Dans le rôle de princesse, de petite fille chouchoutée, Christiane avait une grande admiration pour son père, son héros. Jusqu’au jour où, à l’âge de cinq ans et durant une balade, elle s’est retrouvée victime d’un père indigne puis prisonnière de ce terrible secret. Aujourd’hui, Christiane se dit toujours en convalescence : «J’ai mis trente-cinq ans pour me souvenir», confie-t-elle, ne sachant pas très bien combien de temps ont duré les abus.

Ballotée
Ce dont elle se souvient, c’est qu’un jour, la police est venue emmener son père. Mais ce ne fut pas une délivrance. Ses frères et sœurs et elle sont retirés à leurs parents et placés dans des familles d’accueil. Un contrôle des assistantes sociales révèlera que la petite Christiane est maltraitée.

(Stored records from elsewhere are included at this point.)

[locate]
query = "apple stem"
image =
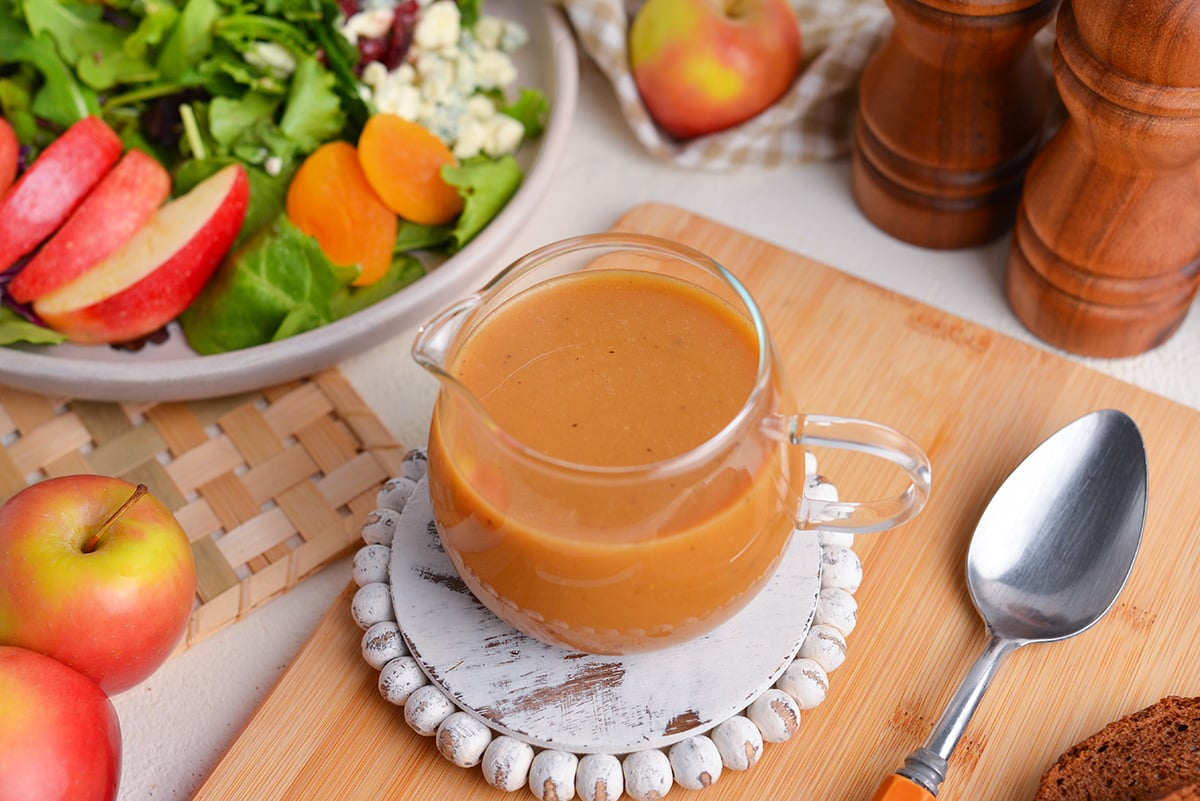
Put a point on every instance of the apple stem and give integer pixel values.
(97, 538)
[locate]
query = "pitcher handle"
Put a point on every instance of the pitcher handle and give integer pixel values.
(874, 439)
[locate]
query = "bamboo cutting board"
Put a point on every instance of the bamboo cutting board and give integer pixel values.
(978, 402)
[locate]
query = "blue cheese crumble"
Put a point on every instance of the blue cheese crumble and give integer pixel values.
(451, 77)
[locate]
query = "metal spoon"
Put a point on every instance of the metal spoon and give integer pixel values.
(1048, 559)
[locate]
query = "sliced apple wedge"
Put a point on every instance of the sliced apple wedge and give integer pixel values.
(159, 271)
(105, 221)
(58, 181)
(10, 155)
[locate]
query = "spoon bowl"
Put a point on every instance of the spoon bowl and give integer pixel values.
(1048, 559)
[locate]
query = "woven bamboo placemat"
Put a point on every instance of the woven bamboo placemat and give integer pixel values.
(269, 486)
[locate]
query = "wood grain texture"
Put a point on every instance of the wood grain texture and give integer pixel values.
(951, 110)
(978, 402)
(1105, 256)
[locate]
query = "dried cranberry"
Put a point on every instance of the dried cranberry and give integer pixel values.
(401, 36)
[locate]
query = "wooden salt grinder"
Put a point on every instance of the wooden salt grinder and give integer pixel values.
(1105, 254)
(951, 112)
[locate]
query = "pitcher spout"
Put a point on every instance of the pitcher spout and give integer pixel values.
(436, 339)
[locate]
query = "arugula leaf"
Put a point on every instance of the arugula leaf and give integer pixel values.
(190, 40)
(485, 186)
(469, 12)
(151, 29)
(70, 25)
(279, 284)
(60, 98)
(313, 113)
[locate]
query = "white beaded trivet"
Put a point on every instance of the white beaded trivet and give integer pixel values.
(559, 722)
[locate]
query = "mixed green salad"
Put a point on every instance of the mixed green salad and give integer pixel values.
(201, 84)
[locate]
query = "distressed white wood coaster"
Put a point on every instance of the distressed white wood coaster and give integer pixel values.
(556, 721)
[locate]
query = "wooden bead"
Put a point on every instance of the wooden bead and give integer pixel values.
(462, 740)
(777, 715)
(507, 763)
(383, 643)
(739, 742)
(837, 607)
(552, 775)
(371, 564)
(379, 527)
(840, 567)
(400, 678)
(425, 710)
(826, 646)
(414, 464)
(831, 537)
(395, 493)
(805, 681)
(695, 762)
(599, 777)
(372, 604)
(648, 775)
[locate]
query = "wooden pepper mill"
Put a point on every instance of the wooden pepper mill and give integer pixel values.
(951, 112)
(1105, 254)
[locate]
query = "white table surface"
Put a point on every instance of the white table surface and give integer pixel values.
(179, 722)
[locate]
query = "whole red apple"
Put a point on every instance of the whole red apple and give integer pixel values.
(702, 66)
(59, 735)
(96, 573)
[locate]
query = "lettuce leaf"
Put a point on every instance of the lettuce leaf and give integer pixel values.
(486, 186)
(13, 327)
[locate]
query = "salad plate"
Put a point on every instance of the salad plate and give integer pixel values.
(172, 371)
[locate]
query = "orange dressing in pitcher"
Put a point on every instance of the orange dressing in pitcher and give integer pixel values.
(611, 368)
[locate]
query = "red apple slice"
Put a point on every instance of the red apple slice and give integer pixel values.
(157, 272)
(106, 220)
(58, 181)
(10, 154)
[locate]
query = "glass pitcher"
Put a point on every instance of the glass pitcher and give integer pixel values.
(615, 459)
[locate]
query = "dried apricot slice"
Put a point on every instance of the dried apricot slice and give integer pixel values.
(330, 199)
(403, 162)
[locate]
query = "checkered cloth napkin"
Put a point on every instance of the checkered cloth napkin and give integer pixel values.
(813, 121)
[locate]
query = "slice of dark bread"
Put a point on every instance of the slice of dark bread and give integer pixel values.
(1186, 793)
(1141, 757)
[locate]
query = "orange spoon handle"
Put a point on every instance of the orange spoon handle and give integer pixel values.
(898, 788)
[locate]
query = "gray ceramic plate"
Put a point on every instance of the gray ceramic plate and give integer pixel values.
(173, 372)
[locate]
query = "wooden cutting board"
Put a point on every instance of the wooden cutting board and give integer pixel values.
(978, 402)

Elle est régulièrement enfermée dans un placard. La voici donc envoyée dans un foyer.
Elle y découvre pour la première fois l’amitié, avec d’autres pensionnaires. Mais son quotidien est aussi marqué par la détresse, les cauchemars, des troubles alimentaires et l’automutilation. A neuf ans, elle fait une tentative de suicide, la première : «Vivre dans le déni pousse à la dépression», explique-t-elle. Avec le recul, elle pense que sans Jésus, elle ne serait plus de ce monde.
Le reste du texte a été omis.